Steve Witkoff is among a growing number of New York developers who are up in arms over soaring land and construction prices. So now, he’s building elsewhere.
“I can’t do anything in this town today,” Witkoff said at a construction and development forum hosted by accounting firm Anchin. “The land is too expensive.”
He pointed to his firm’s development at 150 Charles Street in Greenwich Village as an example. Witkoff said the project, which started in 2012, was built at $650 per square foot. But today, at the nearly completed 111 Murray, the developer said he is paying $850 per square foot.
“The construction costs are out of control,” he said. “There’s no material difference in what we built there,” adding that if he were to start building today, the construction would be closer to $1,000 a square foot.
Instead, the developer has sought sunnier pastures and is overseeing projects in Florida and a $3 billion resort complex in Las Vegas, named Drew, after his late son. While he does have a handful of ongoing projects in New York, he confirmed he is not looking to develop in the city until land prices and development costs come down. Witkoff had planned to redevelop the Park Lane Hotel, but those plans never materialized because his co-investor Malaysian financier Low Taek Jho was accused of buying his stake in the hotel with stolen funds.
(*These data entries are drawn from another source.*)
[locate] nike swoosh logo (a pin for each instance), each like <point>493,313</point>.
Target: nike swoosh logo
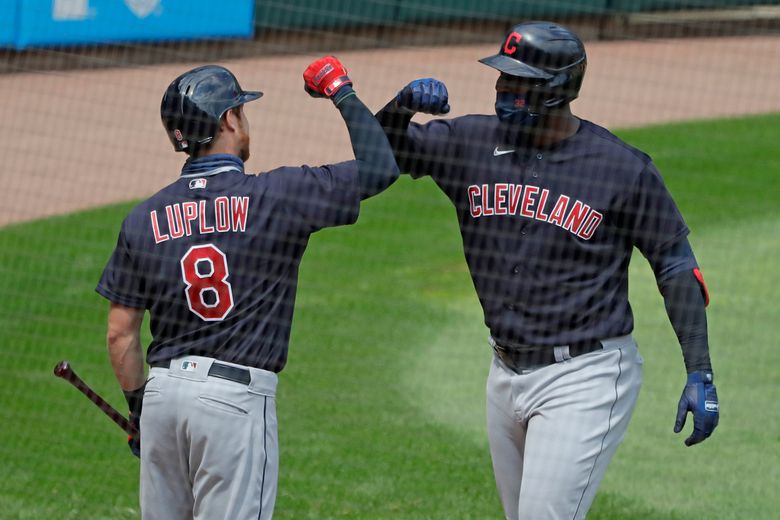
<point>498,152</point>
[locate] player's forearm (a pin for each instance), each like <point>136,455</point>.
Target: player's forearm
<point>124,346</point>
<point>685,307</point>
<point>377,168</point>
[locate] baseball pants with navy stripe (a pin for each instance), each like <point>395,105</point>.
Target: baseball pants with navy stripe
<point>553,430</point>
<point>209,446</point>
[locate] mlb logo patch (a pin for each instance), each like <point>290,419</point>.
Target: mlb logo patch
<point>189,366</point>
<point>196,184</point>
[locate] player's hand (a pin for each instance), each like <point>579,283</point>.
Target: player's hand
<point>135,401</point>
<point>326,77</point>
<point>700,398</point>
<point>426,95</point>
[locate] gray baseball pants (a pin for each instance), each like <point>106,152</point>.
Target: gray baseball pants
<point>553,430</point>
<point>209,446</point>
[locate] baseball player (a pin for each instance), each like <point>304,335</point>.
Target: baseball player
<point>214,258</point>
<point>550,207</point>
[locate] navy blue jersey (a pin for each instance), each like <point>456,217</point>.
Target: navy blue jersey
<point>547,234</point>
<point>214,256</point>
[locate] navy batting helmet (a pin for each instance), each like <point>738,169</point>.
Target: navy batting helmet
<point>544,51</point>
<point>194,103</point>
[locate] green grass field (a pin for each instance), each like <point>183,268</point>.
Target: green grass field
<point>381,404</point>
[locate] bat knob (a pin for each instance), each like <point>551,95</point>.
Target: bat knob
<point>62,368</point>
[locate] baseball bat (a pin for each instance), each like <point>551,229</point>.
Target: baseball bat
<point>64,371</point>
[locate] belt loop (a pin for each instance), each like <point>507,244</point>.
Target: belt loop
<point>561,353</point>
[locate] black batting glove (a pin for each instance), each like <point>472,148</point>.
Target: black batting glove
<point>426,95</point>
<point>135,400</point>
<point>700,398</point>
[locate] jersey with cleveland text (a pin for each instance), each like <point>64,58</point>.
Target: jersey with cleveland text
<point>548,233</point>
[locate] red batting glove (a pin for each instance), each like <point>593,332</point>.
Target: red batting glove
<point>324,77</point>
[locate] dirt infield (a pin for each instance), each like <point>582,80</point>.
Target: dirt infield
<point>78,139</point>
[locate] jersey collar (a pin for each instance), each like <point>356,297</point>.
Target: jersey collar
<point>212,165</point>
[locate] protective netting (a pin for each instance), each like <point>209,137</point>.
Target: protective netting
<point>382,404</point>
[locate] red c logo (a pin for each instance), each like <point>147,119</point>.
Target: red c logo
<point>510,46</point>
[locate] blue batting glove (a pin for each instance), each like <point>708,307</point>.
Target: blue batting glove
<point>700,398</point>
<point>426,95</point>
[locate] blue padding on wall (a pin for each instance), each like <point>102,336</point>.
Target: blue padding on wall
<point>8,14</point>
<point>71,22</point>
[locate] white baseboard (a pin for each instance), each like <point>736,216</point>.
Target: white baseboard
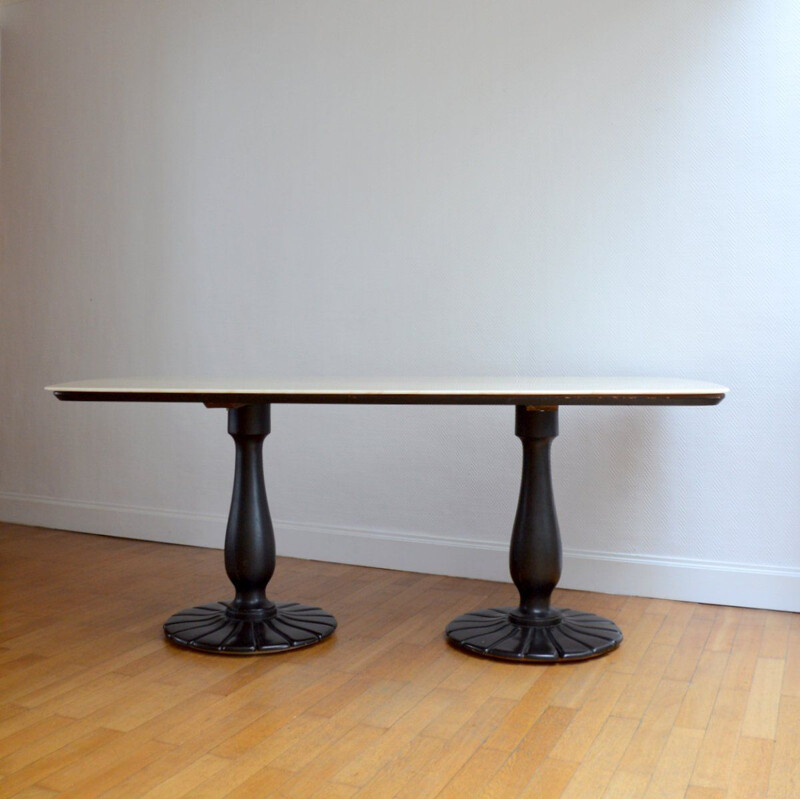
<point>750,585</point>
The Real Deal this month documented how land prices in Manhattan below 96th Street have bounced back to sky-high prices of 2015, at close to $685 a square foot, but the number of development sites that have traded dropped to just 59, a 53 percent decline from 2015.
During an earlier discussion, panelists lamented that land prices had increased so much that they were completely priced out of Manhattan. The uptick in prices has largely been driven by an oversupply of condos in the borough, according to SL Green Realty’s Robert Schiffer.
But there is an upside, noted Thomas Graham, head of Landsea’s New York division.
“Sellers are willing to talk,” Graham said during a panel on the development pipeline. “Whereas before it was, ‘ticket price or leave it.'”
Kathryn Brenzel contributed to reporting.